Many employers in Colorado provide disability insurance for their employees. If the plan falls within the definition of “retirement plan” under the Employee Retirement Income Security Act (ERISA), the people who are responsible for administering the plan must abide by the duties prescribed in the statute. Employees who may have claims under the plan should be familiar with the basic outline of these responsibilities.
When a person joins a retirement plan, the person receives a number of important documents, including the plan itself, a summary plan description (SPD), and summary of benefits and coverage provided by the plan (SBC). These documents are usually referred to as the “plan documents,” and they are binding on the plan administrator, the plan’s investment committee, and plan employees. The SPD is an especially important document because its description of benefits and claim requirements is binding on both plan members and the plan administrator.
ERISA makes the plan administrator a fiduciary with regard to plan members and their claims for benefits. This provision requires the plan administrator to give highest priority to the interests of the plan members and to act reasonably and prudently in all circumstances.

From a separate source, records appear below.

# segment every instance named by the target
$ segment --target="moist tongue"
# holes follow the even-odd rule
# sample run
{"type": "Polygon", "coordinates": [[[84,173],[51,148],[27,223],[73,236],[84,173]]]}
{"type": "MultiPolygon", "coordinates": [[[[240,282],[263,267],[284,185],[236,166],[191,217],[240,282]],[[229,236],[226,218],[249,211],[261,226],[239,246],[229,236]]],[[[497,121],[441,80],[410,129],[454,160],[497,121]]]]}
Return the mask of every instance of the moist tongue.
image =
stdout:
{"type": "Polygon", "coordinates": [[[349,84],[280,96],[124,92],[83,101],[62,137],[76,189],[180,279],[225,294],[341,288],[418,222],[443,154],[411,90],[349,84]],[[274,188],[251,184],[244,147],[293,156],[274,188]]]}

A person who is appointed as the administrator for a long term disability plan (LTD) must treat all claimants seeking LTD benefits as the beneficiaries of this fiduciary duty. A claim must be granted if the evidence shows that the employee is disabled according to the definition in the plan documents. An administrator cannot deny a claim if the evidence proves the existence of a disability.
If a claim is wrongfully denied, the claimant may wish to make an appeal. ERISA provides an internal appeal process, but this process is often unsuccessful. The next step is bringing a lawsuit in federal court against the plan and the plan administrator. In such cases, the assistance of a lawyer experienced in handling ERISA clams can provide valuable assistance.